/armnn_tflite_backend

TensorFlow Lite backend with ArmNN delegate support for Nvidia Triton

Primary LanguageC++MIT LicenseMIT

ArmNN TFLite Backend

The Triton backend for TFLite with support for ArmNN acceleration. You can learn more about Triton backends in the backend repo. Ask questions or report problems on the issues page. This backend is designed to run TFLite Serialized Models models using the TFLite runtime.

This backend was developed using the existing Triton PyTorch Backend as reference.

This backend is only currently available for linux arm64 platforms.
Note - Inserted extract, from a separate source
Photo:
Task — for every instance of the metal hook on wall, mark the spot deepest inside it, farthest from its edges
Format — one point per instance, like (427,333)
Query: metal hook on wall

Build the ArmNN TFLite Backend

The ArmNN TFLite backend can be built either integrated with the build process for the triton server repo or it may be built independently using only this repository.

Build with Triton Build Convenience Script

The easiest way to get up and running with the triton armnn tflite backend is to build a custom triton docker image using the build.py script available in the triton server repo.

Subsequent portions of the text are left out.